Тянуться — это что-то новое, наверняка услышала это словечко на своем вечернем. Тянутся — так говорили о тех, кто подражал детям ответственных работников, задавался, напускал на себя развязность, называл автобус «колымагой», а при знакомстве хвастливо заявлял: «Возьми номер моего телефона!» А на деле телефон был коммунальный, один на целый дом, а то и на квартал. Циньцинь не понимала, почему никто не подражает хорошему, откуда у людей столько тщеславия, неужели они думают, что развязность — признак обеспеченной жизни? Отец Фу Юньсяна заведовал где-то небольшим отделом, а сам Фу Юньсян старался дружить с сыновьями работников провинциального комитета.
Неожиданный снегопад был для Циньцинь весьма кстати. Она пошла на занятия и увидела объявление:
«Студентам всех факультетов! В связи с заносами на товарной станции в воскресенье во второй половине дня все как один на расчистку снега!»

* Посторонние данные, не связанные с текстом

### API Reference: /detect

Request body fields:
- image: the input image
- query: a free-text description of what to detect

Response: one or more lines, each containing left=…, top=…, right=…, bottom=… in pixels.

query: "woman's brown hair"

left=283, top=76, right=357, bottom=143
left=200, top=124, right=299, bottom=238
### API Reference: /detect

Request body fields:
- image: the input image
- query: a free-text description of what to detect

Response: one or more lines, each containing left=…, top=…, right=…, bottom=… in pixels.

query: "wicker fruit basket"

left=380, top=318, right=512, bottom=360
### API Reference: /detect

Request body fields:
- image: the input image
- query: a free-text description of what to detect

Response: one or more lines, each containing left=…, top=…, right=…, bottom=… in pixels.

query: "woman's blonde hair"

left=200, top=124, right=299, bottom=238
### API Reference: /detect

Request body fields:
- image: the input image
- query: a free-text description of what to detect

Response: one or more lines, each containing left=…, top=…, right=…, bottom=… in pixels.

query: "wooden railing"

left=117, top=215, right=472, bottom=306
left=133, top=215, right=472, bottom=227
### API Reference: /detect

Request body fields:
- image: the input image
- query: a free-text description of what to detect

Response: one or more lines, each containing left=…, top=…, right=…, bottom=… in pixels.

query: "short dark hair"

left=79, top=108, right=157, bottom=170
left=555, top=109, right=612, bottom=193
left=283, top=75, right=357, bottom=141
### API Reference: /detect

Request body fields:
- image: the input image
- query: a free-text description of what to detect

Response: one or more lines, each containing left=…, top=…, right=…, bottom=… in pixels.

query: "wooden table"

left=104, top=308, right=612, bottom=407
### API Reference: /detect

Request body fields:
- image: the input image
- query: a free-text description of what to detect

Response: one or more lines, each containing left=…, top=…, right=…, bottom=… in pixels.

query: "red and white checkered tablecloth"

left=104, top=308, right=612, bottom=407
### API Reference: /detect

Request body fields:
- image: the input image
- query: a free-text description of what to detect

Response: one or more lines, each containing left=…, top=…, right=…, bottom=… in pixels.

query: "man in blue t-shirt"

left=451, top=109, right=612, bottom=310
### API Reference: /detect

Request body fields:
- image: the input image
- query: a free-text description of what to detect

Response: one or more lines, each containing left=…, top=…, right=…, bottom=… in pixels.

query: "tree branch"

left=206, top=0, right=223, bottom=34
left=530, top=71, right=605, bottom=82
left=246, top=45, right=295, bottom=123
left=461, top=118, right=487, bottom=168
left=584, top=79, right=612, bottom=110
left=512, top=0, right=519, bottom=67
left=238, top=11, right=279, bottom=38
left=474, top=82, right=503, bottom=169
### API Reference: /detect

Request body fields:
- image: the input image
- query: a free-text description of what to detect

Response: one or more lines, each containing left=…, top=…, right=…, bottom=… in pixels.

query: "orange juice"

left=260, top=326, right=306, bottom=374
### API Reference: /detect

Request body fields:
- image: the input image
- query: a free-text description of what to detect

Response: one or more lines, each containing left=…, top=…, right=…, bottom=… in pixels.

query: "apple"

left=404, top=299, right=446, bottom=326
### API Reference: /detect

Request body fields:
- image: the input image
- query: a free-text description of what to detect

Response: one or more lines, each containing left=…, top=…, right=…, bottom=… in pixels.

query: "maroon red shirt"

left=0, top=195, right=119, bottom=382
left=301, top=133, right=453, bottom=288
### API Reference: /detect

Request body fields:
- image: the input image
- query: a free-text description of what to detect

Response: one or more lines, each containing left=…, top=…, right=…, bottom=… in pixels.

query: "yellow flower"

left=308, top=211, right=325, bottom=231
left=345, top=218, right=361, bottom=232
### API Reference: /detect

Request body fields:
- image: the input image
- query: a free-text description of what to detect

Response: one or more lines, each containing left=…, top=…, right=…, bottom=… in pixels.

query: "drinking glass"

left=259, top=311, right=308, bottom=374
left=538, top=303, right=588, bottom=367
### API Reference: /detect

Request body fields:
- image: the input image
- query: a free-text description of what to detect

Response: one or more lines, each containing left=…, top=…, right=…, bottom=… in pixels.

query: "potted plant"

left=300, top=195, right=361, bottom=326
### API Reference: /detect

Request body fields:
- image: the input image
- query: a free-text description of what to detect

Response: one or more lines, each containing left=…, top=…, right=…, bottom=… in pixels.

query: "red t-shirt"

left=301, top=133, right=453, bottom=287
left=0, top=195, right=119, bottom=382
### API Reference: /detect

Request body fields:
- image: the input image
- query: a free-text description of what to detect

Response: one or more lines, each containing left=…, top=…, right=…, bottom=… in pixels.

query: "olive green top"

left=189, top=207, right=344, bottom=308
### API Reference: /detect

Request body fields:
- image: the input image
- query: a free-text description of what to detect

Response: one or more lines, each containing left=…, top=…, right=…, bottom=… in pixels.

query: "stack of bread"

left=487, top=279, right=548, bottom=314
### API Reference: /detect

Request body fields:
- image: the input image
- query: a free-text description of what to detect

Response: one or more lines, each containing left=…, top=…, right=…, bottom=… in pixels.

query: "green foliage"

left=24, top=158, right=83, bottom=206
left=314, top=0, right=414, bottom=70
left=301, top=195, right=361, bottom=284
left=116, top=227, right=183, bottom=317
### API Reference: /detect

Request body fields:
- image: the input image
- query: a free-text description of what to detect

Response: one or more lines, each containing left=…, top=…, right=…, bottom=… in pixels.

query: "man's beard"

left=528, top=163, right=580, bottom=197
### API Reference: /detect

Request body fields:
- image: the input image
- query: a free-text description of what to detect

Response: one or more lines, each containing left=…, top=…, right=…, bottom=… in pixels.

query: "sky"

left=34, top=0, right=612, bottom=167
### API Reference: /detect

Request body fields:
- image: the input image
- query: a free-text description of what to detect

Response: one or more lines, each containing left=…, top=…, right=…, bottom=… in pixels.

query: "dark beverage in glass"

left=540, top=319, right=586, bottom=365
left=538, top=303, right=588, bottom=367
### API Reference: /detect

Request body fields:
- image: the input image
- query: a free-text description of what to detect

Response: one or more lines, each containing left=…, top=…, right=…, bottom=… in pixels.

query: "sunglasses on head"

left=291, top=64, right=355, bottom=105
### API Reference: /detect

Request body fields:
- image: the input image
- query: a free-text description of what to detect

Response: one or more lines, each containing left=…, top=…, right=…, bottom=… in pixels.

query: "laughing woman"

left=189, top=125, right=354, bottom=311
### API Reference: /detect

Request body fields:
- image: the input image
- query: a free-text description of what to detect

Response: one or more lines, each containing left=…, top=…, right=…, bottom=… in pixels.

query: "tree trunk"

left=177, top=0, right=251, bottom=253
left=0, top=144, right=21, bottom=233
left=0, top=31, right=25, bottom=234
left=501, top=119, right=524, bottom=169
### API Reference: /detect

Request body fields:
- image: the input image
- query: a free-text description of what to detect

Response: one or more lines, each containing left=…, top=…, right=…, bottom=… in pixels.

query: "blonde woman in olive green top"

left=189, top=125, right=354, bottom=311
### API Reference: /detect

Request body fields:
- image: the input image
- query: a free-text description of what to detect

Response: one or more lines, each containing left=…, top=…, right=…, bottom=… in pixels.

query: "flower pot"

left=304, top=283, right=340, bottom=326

Так бывало каждую зиму. Из-за снежных заносов останавливался транспорт, и жители города, красные от мороза, с лопатами и кирками, выходили расчищать снег. Циньцинь всегда активно участвовала в этом мероприятии, но сегодня оно ее и обрадовало, и огорчило. Фэй Юань пойдет на расчистку снега, и его не найдешь. И все же Циньцинь пошла к третьему корпусу, втайне надеясь на удачу. Проезжую часть уже расчистили, и показались серые бетонные квадраты. Своей белизной снег слепил глаза, с веток на плечи Циньцинь падали сдуваемые ветром пушистые комки. Девушка нашла комнату с номером триста тридцать три, постучала. Никто не ответил. «Ушел чистить снег», — подумала она и только собралась уйти, как дверь вдруг тихо отворилась.